Auto Trader’s growth rate exceeds forecasts amid supply chain challenges
Auto Trader’s growth rate exceeds forecasts despite ongoing automotive supply chain challenges
- Auto Trader revenue increased 16% to £500.2m for the 12 months ended March
- The Manchester-based group sold cars at its fastest pace since listing in 2015
Auto Trader delivered growth last year that exceeded forecasts, despite ongoing supply shortages that significantly impacted the volume of vehicles available for sale.
Online marketplace revenue rose 16 percent to £500.2 million for the 12 months ended March, with core business revenue up 9 percent.
Record numbers of customers in the UK helped the Manchester-based group sell cars at its fastest pace since listing on the London Stock Exchange in 2015.
Nice ride: record number of UK customers helped Auto Trader sell cars at fastest rate since listing on the London Stock Exchange in 2015
As in the previous year, more than 75 per cent of the minutes consumers spent on car section sites in the UK were spent on Auto Trader – seven times more than its nearest rival.
The UK automotive sector also continued to be impacted by semiconductor shortages that began during the Covid-19 pandemic as demand soared.
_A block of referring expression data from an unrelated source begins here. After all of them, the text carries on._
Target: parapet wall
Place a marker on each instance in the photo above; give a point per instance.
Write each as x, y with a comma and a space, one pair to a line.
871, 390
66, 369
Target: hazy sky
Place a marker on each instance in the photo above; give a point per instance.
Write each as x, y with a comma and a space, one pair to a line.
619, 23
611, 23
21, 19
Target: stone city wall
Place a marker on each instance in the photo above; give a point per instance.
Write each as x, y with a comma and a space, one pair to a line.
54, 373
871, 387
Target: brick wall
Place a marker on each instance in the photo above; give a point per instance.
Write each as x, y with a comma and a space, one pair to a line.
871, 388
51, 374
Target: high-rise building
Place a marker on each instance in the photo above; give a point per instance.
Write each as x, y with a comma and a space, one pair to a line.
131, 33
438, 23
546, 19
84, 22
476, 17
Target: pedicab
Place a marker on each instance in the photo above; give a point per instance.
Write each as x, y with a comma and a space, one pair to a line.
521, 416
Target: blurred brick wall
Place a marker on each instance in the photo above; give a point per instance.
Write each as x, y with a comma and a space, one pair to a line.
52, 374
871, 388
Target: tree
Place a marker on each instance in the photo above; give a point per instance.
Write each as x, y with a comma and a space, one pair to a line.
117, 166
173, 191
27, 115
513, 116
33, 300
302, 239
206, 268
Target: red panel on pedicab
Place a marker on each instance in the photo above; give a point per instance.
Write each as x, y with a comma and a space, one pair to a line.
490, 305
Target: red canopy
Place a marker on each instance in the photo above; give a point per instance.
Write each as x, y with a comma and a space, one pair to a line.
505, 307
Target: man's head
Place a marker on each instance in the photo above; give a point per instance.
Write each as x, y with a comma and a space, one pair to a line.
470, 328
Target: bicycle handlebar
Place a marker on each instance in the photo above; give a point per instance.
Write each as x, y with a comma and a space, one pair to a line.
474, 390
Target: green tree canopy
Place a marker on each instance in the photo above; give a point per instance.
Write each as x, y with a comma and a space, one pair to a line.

As a result, the number of new car listings on Auto Trader’s platform fell from an average of 29,000 to 25,000.
The company’s average sales per service station still grew by 10 per cent to £2,437, thanks to price increases and customers purchasing more premium products.
But because of the cost of acquiring Autorama, a car leasing marketplace and the owner of Vanarama, Auto Trader’s operating profit fell 9 percent to £277.6 million.
Nathan Coe, chief executive of Auto Trader, said: “Given the challenging economic environment and historically low vehicle supply, these results are a credit to our people and the close partnerships we have developed with our customers.
“The outlook for our market is as strong as it’s ever been, supported by the large number of car buyers and retailers using Auto Trader.”
The group said the new year has started well and its near-term focus is on “significantly reducing” operating losses in Autorama by further integrating it into the Auto Trader business and keeping costs under control.
It also expects a slight decrease in the number of car dealerships in the coming year due to the sale of its Webzone business.
The numbers came as it appointed former CEO of Tesco UK and Ireland and Pets at Home boss Matt Davies as its new chairman to replace Ed Williams when he steps down in 2024.
Adam Vettese, an analyst at eToro, said: “Looking ahead, while supply remains tight, new and used car sales are improving post-pandemic, although it remains to be seen whether the general tightening of household belts will affect sales .
The big question on the lips of shareholders will be how Auto Trader plans to bypass Autorama and become one of the leading players in the leasing space. If it can do that, it will strengthen its already enviable position in the market.’
Auto Trader Stocks were 1.3 percent lower on Thursday morning at 621.8 pence, placing them among the top ten fallers on the FTSE 100 Index.